Оптимизация отменена в Tensorflow

#tensorflow #optimization #deep-learning #neural-network #reinforcement-learning

Вопрос:

Я запускаю NN на keras с tensorflow 2.6.0. NN используется для RL с архитектурой дуэли. Я получаю сообщение о том, что цикл оптимизации не удался: операция отменена. Моя интуиция заключается в том, что программа не смогла выполнить цикл оптимизации с градиентным спуском. Функция затрат также совсем не меняется, поэтому никакого обучения не происходит. Есть ли какое-либо решение для этого? У меня есть основная функция построения модели DQN ниже. Я просто передаю пакеты в нижеприведенную модель и получаю прогнозы.

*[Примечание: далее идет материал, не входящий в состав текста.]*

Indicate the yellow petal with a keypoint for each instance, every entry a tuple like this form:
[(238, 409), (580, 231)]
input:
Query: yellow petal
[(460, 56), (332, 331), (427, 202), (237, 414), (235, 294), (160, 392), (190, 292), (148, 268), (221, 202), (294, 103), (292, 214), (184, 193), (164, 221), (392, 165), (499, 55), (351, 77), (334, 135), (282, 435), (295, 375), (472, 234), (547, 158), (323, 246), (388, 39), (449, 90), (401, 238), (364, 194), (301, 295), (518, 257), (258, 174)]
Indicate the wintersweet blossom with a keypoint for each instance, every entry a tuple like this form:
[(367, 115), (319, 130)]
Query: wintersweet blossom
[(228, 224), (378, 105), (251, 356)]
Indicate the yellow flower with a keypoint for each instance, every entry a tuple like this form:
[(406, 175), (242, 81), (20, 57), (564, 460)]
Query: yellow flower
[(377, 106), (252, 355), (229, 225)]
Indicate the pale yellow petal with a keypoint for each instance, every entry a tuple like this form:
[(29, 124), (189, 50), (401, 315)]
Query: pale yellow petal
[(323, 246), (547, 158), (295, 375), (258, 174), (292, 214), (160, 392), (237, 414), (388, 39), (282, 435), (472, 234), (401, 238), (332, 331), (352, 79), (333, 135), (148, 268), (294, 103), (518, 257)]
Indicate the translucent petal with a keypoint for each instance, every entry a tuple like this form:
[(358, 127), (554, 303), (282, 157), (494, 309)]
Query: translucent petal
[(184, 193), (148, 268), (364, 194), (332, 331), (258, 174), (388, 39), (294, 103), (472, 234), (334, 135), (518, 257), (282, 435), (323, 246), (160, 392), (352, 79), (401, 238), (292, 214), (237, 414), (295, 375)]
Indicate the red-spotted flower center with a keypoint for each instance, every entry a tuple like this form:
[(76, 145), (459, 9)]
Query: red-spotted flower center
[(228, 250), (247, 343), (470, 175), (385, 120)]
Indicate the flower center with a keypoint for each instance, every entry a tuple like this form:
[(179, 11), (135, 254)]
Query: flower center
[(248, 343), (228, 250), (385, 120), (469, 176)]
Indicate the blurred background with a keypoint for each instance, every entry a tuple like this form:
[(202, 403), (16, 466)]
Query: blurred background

 def build_model(self):  state_input = Input((self.NN_input_size,))      pre_dueling = Dense(512, activation='relu', name='Predueling')(state_input)  flatten = Flatten()(pre_dueling)   # network separate state value and advantages  advantage_fc = Dense(256, activation='relu', name = 'AdvantageFC')(flatten)  advantage = Dense(self.action_dim, name = 'Adavantage')(advantage_fc)    value_fc = Dense(256, activation='relu', name = 'ValueFC')(flatten)  value = Dense(1, name = 'Value')(value_fc)    # network merged and make Q Value  Q_values = (value   (advantage - tf.math.reduce_mean(advantage, axis = 1, keepdims = True)))  model = Model(inputs=state_input, outputs=Q_values)    model.compile(loss=tf.keras.losses.Huber(), optimizer=Adam(self.lr))   return model  

`

Чем я делаю простой звонок на поезд следующим образом

 losses = self.R.model.train_on_batch(self.b_obs, target_q, sample_weight = self.is_weight.flatten())  

Я получаю следующую ошибку

 W tensorflow/core/data/root_dataset.cc:167] Optimization loop failed:Cancelled:Operation was cancelled.